Shifting our focus to strategic L&D and Human Resources, we're seeing how these areas are increasingly intertwined with digital tools and data.
An article from *HR.com* titled "The Future of Human Resources in the Digital Age" really emphasizes the foundational role of digital tools and data-driven decision-making across all HR functions. It positions data-driven HR and digital platforms not as optional enhancements, but as essential components that cover recruitment, performance management, and, of course, learning. The implication here is that modern L&D teams must integrate closely with the broader HR tech stacks – including talent management, performance analytics, and other HR data systems – to truly demonstrate measurable business value. This article reinforces the strong business case for AI-enabled skills analytics, personalized learning paths, and integrated learning experience platforms.
Another piece from *HR.com*, "Why Employee Retention Should Be Every HR Leader's Top Priority," sheds light on how L&D is strategically crucial for retention. This article frames employee retention as a core business strategy that is directly linked to productivity and innovation. From this perspective, continuous development, reskilling initiatives, and career-path learning become critical levers for retaining talent.
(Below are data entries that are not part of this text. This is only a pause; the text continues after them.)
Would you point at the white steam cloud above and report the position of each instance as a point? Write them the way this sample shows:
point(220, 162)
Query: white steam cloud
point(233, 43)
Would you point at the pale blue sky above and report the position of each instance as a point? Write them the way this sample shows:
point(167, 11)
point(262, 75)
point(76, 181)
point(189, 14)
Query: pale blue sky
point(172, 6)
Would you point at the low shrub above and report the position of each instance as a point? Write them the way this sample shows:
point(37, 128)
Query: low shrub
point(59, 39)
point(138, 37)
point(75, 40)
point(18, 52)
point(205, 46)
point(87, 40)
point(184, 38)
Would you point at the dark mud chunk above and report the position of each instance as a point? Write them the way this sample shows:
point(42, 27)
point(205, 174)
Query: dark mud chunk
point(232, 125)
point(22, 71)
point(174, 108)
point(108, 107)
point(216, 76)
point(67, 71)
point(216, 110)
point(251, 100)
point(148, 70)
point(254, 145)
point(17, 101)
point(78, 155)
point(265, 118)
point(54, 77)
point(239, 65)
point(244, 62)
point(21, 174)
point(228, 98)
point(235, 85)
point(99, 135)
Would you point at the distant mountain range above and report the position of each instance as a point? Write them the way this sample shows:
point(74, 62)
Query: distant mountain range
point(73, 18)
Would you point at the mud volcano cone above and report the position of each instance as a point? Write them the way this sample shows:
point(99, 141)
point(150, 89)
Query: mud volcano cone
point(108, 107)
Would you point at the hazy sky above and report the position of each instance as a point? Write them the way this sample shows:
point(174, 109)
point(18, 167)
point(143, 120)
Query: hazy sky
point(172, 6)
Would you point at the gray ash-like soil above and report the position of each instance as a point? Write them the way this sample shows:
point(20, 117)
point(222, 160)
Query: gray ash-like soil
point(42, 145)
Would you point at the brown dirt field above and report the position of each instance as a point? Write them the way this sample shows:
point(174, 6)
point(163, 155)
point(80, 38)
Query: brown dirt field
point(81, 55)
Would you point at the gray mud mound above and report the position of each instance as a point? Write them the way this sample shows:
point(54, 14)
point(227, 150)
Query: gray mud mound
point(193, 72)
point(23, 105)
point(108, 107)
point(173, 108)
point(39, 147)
This directly influences how corporate L&D justifies its expenditure and designs its programs. We’re seeing a growing trend towards career-focused, skills-based learning journeys, moving beyond just compliance training or initial onboarding programs. It’s all about keeping employees engaged and growing within the organization.
Finally, let's talk about customer learning and what's known as "maturity models."
Thought Industries has just released a new, free e-book called "Customer Learning Maturity Model: The Roadmap To High Impact Customer Learning." This resource is fascinating because it defines a five-stage model for customer education programs. These stages range from basic live training all the way up to highly personalized learning at scale. This model provides L&D and customer education leaders with a concrete framework they can use to benchmark their current programs, identify necessary capabilities – things like data integration, personalization, and automation – and then plan their future investments in platforms and AI. It underscores a broader industry shift from one-off product training to continuous, lifecycle-focused customer learning, which is increasingly seen as a key driver for business growth and customer retention.
The Thought Industries Customer Learning Maturity Model explicitly positions personalized, data-informed learning as the highest stage of maturity for customer education programs. This framework actively encourages the adoption of AI-driven recommendation engines, sophisticated segmentation, and adaptive pathways within customer academies and B2B training portals. For those looking to buy learning technology, it offers a really clear roadmap to help determine when to invest in advanced Learning Experience Platforms, sophisticated analytics, and AI capabilities, as opposed to simply relying on more basic Learning Management System functionalities. It helps organizations understand where they are and where they need to go in their customer learning journey.
That wraps up our briefing for today. Thank you for tuning in, and I hope you found these insights valuable.